Reduced immunogenicity of MYC amplified, metastatic prostate cancer
Sunny Kahlon 1, Vayda R. Barker 1, Mallika Varkhedi 1, Alex Y. Wang 1, Taha I. Huda 1 and George Blanck 1, 2
1 Department of Molecular Medicine, Morsani College of Medicine, University of South Florida, Tampa, FL 33612, USA
2 Department of Immunology, H. Lee Moffitt Cancer Center and Research Institute, Tampa, FL 33612, USA
Correspondence to:
George Blanck, email: gblanck@usf.edu
Keywords: prostate cancer; MYC amplification; adaptive immune receptor recombinations; reduced immunogenicity; RNAseq files
Received: April 08, 2025 Accepted: January 27, 2026 Published: February 07, 2026
Copyright: © 2026 Kahlon et al. This is an open access article distributed under the terms of the Creative Commons Attribution License (CC BY 4.0), which permits unrestricted use, distribution, and reproduction in any medium, provided the original author and source are credited.
ABSTRACT
Objectives: Through a genomics-based approach analyzing gene expression levels and adaptive immune receptor recombinations, we sought to determine whether MYC amplification was associated with a worse outcome and reduced immunogenicity.

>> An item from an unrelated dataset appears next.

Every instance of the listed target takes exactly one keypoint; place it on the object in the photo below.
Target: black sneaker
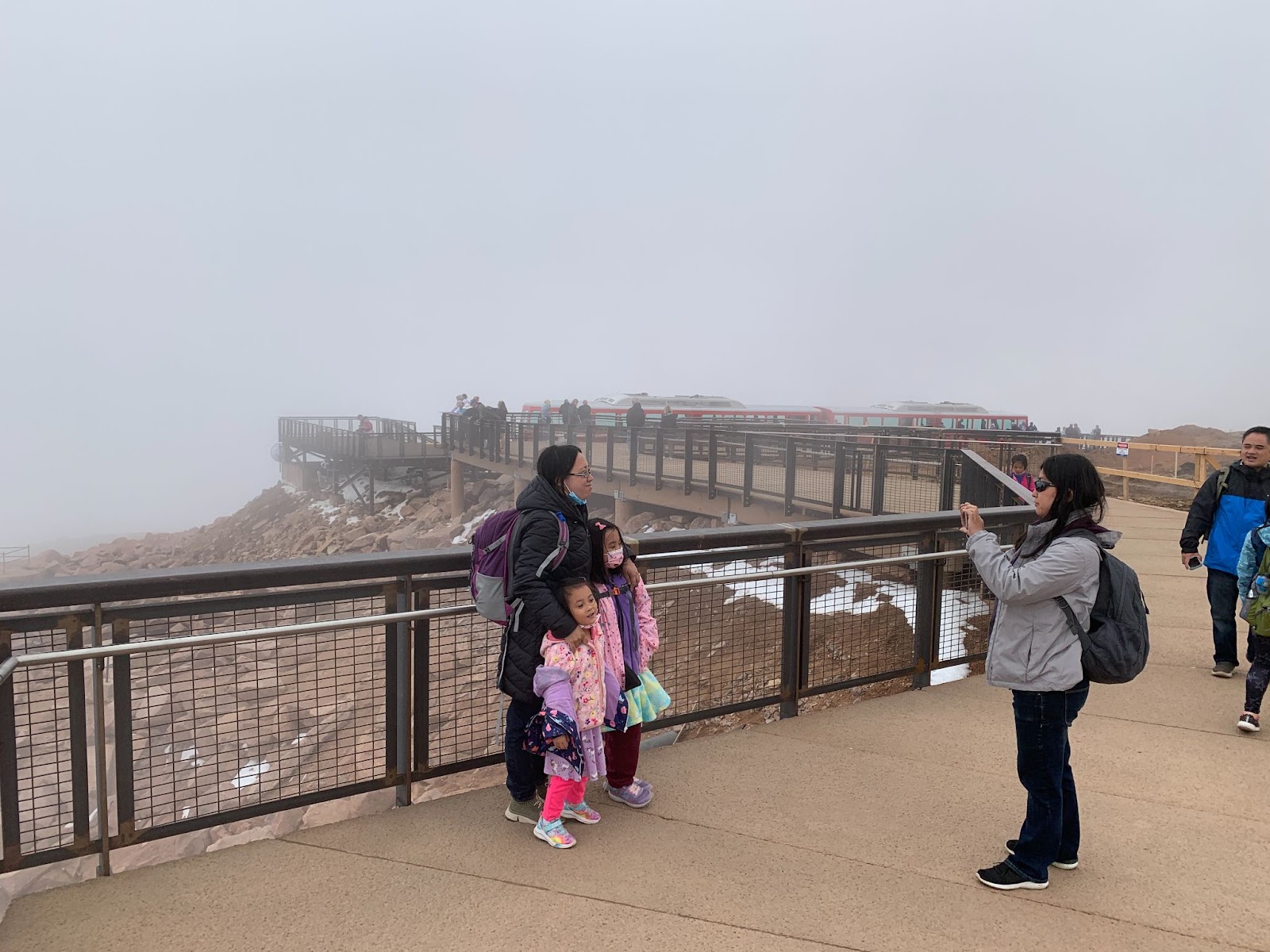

Methods: MYC copy numbers and the presence of adaptive immune receptor (IR) recombination sequencing reads were quantified in genomics files representing prostate cancer samples.
Results: Our results showed that increased MYC amplification was found in metastatic stages of prostate cancer. Furthermore, increased MYC amplification was not only associated with worse progression-free survival but also with reduced immunogenicity in metastatic tumors, as determined by the recovery of a reduced numbers of adaptive IR recombination sequencing reads from tumor RNAseq and tumor whole genome sequence files.
Conclusions: MYC amplification is associated with reduced tumor immunogenicity as assessed by the recovery of IR recombination reads from prostate cancer genomics files.